Buradasınız
Fazla Mesailer İşçileri Tüketiyor
Ankara’dan bir grup işçi

İşyerlerinde yapılan fazla mesailer kuralsızlık, denetimsizlik ve patronların kâr hırsı yüzünden işçiler için çileye dönüşmüş durumda. Ekonomik Kalkınma ve İşbirliği Örgütü’nün (OECD) hazırladığı rapora göre Türkiye çalışma saatlerinde dünya lideri. Rapor haftalık yasal çalışma süresinin 45 saat olduğu Türkiye’de her çalışanın yasal çalışma süresinden ortalama dört saat daha fazla çalıştığını ortaya koydu. Yemek ve çay molaları, işe gitmek için yolda geçirilen zaman ise çalışma süresine dâhil edilmiyor.
Gözünü kâr hırsı bürümüş patronlar, işçilerin ücretlerini düşük tutarak fazla mesaiye kalmayı mecburi hale getiriyorlar. İş saatlerini uzatmanın en kolay yolu işçileri fazla mesaiye bırakmak. 2017 yılı için asgari ücret 1271 lira ve buna Asgari Geçim İndirimi de eklendiğinde 1404 lira oluyor. Yapılan zamlarla bu ücret daha işçinin cebine girmeden buhar oldu. Ücretlerin düşük olması, gelir-gider arasında büyük bir uçurum oluşturuyor. İşte bu yüzden işçiler, gece gündüz demeden fazla mesai yaparak gelirlerini artırmaya çalışıyorlar. Ücretlerin düşüklüğü, geçim derdi ve işten atılma tehdidi işçiyi fazla mesai dayatmasına boyun eğdiriyor. Ayrıca pek çok işveren fazla mesai yaptırdığı çalışanlarına bu sürelerin karşılığı olan ödemeyi tam yapmıyor. Hatta hiç yapmadığı da oluyor.
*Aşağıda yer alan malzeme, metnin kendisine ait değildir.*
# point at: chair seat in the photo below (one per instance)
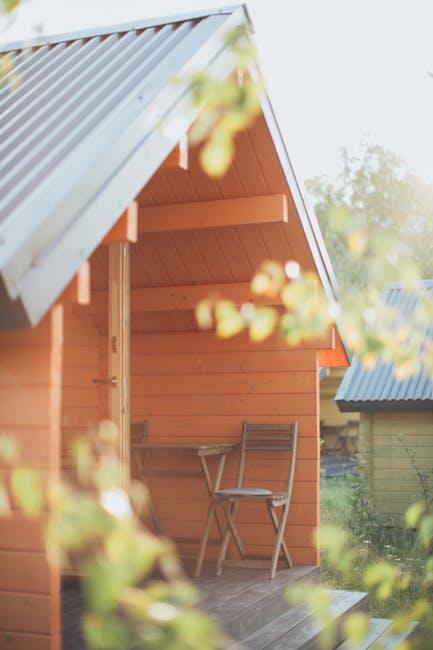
(244, 492)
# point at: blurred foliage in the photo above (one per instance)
(393, 564)
(136, 594)
(380, 199)
(229, 105)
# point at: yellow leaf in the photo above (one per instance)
(216, 156)
(263, 323)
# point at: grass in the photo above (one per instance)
(341, 506)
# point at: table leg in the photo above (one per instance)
(152, 512)
(214, 485)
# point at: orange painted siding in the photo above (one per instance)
(80, 410)
(30, 402)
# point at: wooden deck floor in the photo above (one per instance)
(242, 600)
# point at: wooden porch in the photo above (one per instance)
(253, 612)
(243, 601)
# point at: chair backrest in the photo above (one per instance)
(269, 437)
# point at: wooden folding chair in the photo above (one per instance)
(139, 436)
(255, 438)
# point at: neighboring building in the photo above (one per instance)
(394, 414)
(339, 431)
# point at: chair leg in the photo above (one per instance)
(230, 530)
(233, 529)
(204, 539)
(278, 541)
(283, 543)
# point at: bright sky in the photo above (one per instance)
(336, 69)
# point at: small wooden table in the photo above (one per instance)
(203, 451)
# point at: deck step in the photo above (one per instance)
(298, 629)
(254, 604)
(378, 633)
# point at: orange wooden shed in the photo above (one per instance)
(84, 158)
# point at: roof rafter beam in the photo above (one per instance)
(150, 299)
(126, 227)
(214, 214)
(178, 157)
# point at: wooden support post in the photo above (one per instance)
(119, 348)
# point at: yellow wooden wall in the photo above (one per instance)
(393, 479)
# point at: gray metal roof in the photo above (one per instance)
(378, 388)
(81, 134)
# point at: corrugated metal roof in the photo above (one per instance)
(80, 135)
(379, 388)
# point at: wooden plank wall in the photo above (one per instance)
(191, 386)
(80, 401)
(393, 478)
(30, 395)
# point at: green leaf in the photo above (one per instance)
(106, 632)
(27, 489)
(356, 627)
(413, 514)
Yasal olarak haftalık çalışma süresi 45 saat. Bu süre fazla mesailerle birlikte 70-75 saate kadar çıkabiliyor. Haftalık 45 saatin üzerindeki çalışmaların fazla mesai olarak değerlendirilmesi ve yüzde 50 zamlı ödenmesi gerekir. İşverenler zaman zaman ücretin asgarisinin üstünde olan kısmının fazla mesaileri karşıladığını öne sürüyor ve işyerindeki çalışmaların tümü için ücret ödemesi yapıldığını savunuyor. Örneğin aylık 1800 lira alan bir işçi günde 10 saat ve haftada 6 gün çalışıyorsa haftalık çalışma saati yemek ve çay molalarını çıkardığımızda 54 saat olur. Yani haftalık 9 saat fazla çalışması vardır. Bu da aylık 36 saate denk düşer. 36 saat fazla mesainin 1800 lira ücrete göre ortalama karşılığı da 432 liradır. Yani bu şartlarda çalışan ve mesai yapan işçi aslında asgari ücretin altında bir ücrete çalışıyor demektir.
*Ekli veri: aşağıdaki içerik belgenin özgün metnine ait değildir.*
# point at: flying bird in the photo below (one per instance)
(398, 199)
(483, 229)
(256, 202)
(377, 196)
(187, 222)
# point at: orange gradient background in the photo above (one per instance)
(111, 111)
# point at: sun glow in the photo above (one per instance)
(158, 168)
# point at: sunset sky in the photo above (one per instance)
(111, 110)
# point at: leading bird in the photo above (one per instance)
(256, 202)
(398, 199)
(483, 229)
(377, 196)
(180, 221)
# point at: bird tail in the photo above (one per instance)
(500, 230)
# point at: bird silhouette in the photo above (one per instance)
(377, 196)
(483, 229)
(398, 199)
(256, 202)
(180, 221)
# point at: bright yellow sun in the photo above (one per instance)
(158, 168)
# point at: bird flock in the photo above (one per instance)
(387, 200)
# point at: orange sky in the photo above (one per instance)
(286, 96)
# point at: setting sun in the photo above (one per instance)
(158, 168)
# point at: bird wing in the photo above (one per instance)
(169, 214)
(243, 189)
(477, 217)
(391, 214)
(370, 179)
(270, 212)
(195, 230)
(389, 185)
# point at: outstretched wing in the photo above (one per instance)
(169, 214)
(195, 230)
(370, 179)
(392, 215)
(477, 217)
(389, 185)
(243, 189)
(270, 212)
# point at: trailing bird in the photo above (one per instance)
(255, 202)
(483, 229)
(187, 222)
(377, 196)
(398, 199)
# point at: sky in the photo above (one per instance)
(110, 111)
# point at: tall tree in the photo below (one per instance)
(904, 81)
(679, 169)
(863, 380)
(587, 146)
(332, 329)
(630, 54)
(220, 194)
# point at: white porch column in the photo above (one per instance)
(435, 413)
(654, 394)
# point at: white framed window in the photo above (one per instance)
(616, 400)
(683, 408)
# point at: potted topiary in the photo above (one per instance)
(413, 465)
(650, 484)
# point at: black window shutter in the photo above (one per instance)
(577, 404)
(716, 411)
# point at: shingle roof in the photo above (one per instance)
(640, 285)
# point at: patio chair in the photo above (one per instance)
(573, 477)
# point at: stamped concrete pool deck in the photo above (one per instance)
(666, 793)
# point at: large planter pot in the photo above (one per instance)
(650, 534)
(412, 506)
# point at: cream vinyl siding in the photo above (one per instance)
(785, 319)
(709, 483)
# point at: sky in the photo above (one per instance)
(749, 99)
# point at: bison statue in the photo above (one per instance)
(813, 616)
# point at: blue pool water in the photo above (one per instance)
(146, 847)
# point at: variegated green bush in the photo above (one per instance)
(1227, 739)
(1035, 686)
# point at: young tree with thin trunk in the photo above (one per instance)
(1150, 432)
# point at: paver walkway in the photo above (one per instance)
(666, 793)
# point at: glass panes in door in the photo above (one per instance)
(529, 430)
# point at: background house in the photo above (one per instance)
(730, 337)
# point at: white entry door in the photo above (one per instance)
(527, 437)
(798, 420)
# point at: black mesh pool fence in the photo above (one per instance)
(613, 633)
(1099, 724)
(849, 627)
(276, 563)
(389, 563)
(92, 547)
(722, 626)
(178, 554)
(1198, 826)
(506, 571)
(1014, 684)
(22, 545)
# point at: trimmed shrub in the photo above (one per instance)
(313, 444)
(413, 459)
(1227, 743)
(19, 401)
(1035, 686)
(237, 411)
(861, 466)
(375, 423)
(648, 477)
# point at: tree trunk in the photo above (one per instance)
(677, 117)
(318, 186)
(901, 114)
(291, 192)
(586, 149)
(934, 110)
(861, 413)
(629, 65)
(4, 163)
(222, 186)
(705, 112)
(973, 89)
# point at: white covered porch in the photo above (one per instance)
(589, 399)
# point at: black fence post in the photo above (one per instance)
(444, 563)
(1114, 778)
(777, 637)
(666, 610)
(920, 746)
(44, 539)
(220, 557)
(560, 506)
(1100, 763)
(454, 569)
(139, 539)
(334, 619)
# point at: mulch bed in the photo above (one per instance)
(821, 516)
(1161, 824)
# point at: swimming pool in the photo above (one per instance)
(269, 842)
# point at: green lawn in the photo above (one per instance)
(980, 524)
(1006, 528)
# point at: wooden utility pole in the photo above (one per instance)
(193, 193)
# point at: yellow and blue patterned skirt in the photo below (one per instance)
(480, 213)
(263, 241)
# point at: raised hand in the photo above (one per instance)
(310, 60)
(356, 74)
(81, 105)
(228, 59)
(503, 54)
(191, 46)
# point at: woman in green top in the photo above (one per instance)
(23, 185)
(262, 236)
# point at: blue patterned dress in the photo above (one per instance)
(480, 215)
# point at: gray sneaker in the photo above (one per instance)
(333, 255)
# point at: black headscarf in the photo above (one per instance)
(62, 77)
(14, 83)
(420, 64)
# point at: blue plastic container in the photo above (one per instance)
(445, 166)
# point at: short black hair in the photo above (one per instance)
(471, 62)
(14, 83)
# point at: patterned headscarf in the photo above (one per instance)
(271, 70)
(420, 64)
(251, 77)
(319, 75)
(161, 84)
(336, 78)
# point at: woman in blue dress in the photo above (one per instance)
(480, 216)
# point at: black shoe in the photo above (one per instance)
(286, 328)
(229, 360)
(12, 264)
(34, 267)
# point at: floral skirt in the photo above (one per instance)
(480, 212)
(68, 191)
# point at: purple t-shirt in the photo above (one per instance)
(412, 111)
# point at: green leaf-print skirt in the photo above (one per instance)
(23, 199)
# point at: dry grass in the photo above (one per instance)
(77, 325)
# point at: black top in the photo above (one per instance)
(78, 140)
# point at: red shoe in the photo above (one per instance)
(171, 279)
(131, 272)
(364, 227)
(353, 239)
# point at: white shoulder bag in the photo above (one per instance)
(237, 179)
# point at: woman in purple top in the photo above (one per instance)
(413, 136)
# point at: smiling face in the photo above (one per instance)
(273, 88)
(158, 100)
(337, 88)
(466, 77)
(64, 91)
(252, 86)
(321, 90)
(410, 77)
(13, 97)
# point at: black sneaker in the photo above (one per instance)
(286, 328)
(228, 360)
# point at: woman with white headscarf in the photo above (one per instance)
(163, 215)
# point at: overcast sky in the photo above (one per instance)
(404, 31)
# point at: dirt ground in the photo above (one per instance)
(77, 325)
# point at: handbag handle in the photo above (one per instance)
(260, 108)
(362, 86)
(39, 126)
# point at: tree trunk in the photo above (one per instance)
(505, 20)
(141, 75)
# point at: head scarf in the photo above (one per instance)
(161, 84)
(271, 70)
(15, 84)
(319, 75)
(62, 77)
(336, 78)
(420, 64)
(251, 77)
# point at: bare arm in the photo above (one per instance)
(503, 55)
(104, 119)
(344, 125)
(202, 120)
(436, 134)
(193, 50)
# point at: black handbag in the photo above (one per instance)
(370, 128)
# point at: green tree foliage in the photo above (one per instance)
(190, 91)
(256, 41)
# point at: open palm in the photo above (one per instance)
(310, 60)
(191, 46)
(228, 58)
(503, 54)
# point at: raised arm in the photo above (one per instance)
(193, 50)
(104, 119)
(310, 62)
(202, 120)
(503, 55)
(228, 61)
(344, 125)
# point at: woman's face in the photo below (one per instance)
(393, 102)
Çalışma saatleri uzarken ve işçiler gece gündüz çalışıp tükenirken, patronlar ceplerini şişirmeye devam ediyorlar. Öyle ki, patronlar utanıp sıkılmadan, fazla mesailerle 12 saate çıkan iş saatlerini normal olarak kabul etmemizi istiyorlar. İşçiler insan değilmiş gibi, işçilerin fazla mesaiye kalıp kalmayacağını sormaya bile tenezzül etmiyorlar. İş başvurularında fazla mesaiyi kabul etmeyen işçi işe alınmıyor. Tüm üretim ve vardiyalar 12 saat üzerinden planlanırken, işçiler dikkate alınmıyor. Üstelik çoğu işyeri Cumartesi ya yarım gün ya da tam gün çalışmasına rağmen işçilere fazla mesai ücreti genellikle verilmiyor.
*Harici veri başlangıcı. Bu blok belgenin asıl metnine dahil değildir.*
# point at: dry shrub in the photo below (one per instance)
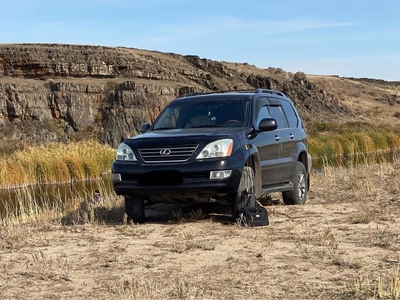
(56, 162)
(393, 140)
(363, 143)
(387, 287)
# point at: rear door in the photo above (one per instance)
(288, 132)
(268, 145)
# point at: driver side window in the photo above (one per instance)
(262, 114)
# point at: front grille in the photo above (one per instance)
(174, 153)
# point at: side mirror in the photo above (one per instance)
(267, 124)
(144, 127)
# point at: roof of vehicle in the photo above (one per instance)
(256, 91)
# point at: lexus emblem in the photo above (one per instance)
(165, 152)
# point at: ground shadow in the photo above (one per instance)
(166, 213)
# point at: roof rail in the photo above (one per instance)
(270, 92)
(238, 91)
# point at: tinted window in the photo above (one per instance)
(262, 114)
(290, 114)
(277, 114)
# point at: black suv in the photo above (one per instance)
(230, 147)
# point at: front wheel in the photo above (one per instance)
(300, 184)
(245, 195)
(134, 209)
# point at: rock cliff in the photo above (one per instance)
(56, 92)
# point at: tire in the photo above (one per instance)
(134, 209)
(245, 195)
(300, 187)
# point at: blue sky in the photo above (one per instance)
(349, 38)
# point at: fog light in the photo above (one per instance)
(116, 177)
(220, 174)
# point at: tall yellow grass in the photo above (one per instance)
(55, 163)
(345, 142)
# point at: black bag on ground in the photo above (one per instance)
(254, 216)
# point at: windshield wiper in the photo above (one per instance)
(164, 128)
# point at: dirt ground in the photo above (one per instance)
(344, 243)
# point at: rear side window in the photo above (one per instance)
(277, 114)
(290, 114)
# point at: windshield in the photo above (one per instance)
(203, 112)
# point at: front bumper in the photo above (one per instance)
(179, 181)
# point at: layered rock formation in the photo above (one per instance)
(54, 92)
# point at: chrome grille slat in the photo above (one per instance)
(178, 153)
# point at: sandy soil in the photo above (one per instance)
(342, 244)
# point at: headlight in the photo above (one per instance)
(219, 148)
(125, 152)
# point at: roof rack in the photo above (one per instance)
(238, 91)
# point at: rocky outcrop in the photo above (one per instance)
(53, 92)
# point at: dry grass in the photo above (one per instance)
(343, 244)
(55, 163)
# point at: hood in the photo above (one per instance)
(186, 135)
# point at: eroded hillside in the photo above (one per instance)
(55, 92)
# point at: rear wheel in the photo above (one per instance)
(300, 184)
(245, 195)
(134, 209)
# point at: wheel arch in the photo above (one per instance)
(253, 161)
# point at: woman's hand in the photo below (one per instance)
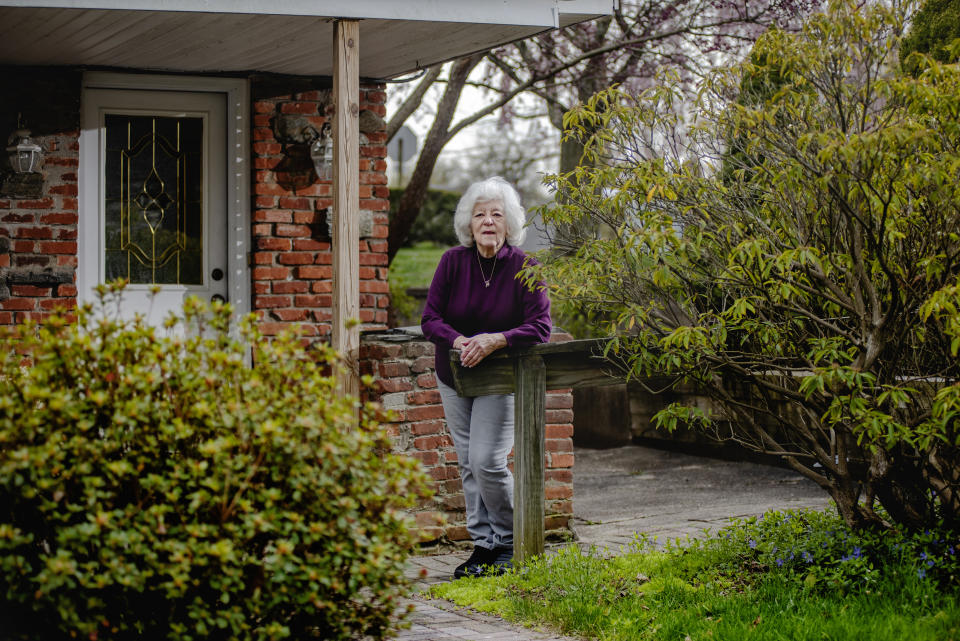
(476, 348)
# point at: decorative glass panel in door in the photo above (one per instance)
(153, 222)
(160, 210)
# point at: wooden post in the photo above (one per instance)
(346, 201)
(530, 416)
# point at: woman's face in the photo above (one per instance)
(488, 226)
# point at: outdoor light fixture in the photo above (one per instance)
(25, 155)
(321, 153)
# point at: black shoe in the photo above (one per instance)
(475, 565)
(501, 561)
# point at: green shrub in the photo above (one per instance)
(817, 550)
(435, 222)
(155, 484)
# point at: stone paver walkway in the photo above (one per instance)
(617, 493)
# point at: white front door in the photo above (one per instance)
(155, 211)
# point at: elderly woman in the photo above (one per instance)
(477, 304)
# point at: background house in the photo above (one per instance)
(177, 141)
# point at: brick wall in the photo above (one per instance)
(291, 261)
(405, 384)
(38, 212)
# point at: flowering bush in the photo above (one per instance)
(160, 486)
(818, 549)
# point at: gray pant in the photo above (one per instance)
(482, 431)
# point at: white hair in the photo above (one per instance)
(495, 188)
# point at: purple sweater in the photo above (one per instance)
(458, 303)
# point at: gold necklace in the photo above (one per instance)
(486, 281)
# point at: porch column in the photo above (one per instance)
(346, 200)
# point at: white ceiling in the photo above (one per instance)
(229, 37)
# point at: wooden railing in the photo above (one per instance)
(529, 372)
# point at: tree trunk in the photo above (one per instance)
(415, 193)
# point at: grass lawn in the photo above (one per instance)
(414, 266)
(793, 575)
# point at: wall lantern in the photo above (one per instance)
(25, 155)
(321, 153)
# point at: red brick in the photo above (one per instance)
(426, 458)
(314, 300)
(271, 273)
(295, 258)
(321, 315)
(63, 190)
(36, 233)
(394, 385)
(559, 431)
(272, 216)
(561, 507)
(293, 230)
(309, 244)
(424, 412)
(431, 397)
(561, 460)
(317, 272)
(289, 287)
(30, 290)
(559, 476)
(427, 380)
(276, 244)
(368, 258)
(59, 219)
(269, 302)
(288, 202)
(291, 315)
(422, 364)
(58, 247)
(51, 304)
(558, 492)
(444, 472)
(43, 203)
(425, 443)
(16, 217)
(18, 304)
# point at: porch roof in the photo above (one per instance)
(280, 36)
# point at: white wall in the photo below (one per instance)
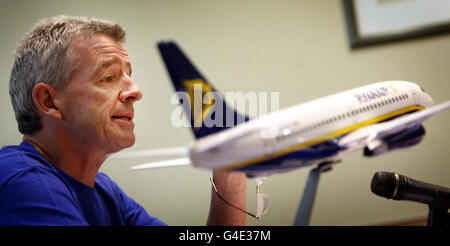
(297, 48)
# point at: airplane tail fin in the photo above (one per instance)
(202, 104)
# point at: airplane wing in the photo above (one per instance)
(168, 163)
(369, 135)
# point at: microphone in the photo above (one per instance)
(400, 187)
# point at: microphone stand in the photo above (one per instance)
(438, 216)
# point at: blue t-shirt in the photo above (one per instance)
(34, 192)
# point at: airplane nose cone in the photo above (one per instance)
(427, 101)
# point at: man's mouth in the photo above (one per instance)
(125, 116)
(122, 117)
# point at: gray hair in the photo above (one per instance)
(45, 56)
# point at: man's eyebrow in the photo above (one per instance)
(105, 63)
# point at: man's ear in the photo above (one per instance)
(45, 100)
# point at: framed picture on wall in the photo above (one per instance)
(371, 22)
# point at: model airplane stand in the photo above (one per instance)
(309, 193)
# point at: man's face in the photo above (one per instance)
(98, 100)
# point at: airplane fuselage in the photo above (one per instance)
(307, 133)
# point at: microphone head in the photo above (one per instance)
(383, 184)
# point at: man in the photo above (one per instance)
(73, 96)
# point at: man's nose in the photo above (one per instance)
(130, 93)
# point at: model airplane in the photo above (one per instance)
(377, 118)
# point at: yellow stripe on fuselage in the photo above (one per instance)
(326, 137)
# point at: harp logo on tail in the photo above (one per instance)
(201, 98)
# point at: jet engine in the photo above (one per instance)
(404, 139)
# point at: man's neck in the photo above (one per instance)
(77, 161)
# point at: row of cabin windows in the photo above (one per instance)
(345, 115)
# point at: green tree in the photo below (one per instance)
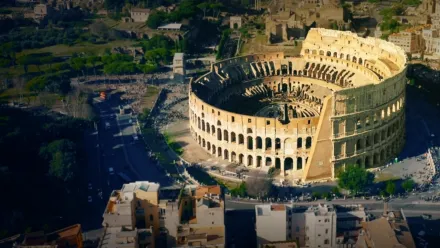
(355, 179)
(61, 155)
(408, 185)
(316, 195)
(203, 6)
(156, 19)
(390, 187)
(37, 84)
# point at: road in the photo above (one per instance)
(114, 147)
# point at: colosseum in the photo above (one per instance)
(340, 102)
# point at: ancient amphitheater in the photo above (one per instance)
(341, 102)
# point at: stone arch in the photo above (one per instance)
(268, 161)
(358, 146)
(233, 137)
(299, 163)
(382, 155)
(268, 143)
(240, 139)
(288, 163)
(259, 143)
(233, 157)
(308, 142)
(376, 159)
(259, 161)
(250, 160)
(367, 162)
(277, 143)
(240, 158)
(250, 142)
(219, 134)
(299, 143)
Üstelik yalnızca iş saatleri uzatılmıyor; aynı zamanda iş temposu da hızlandırılıyor. İki ve hatta üç işçinin yapacağı iş bir işçiye yaptırılıyor. İşçi, işten bıkıyor, dikkati dağılıyor ve bu durum iş kazalarına sebebiyet veriyor. İşçi, tüm enerjisini tüketmiş ve yorgun olarak işten ayrılıyor.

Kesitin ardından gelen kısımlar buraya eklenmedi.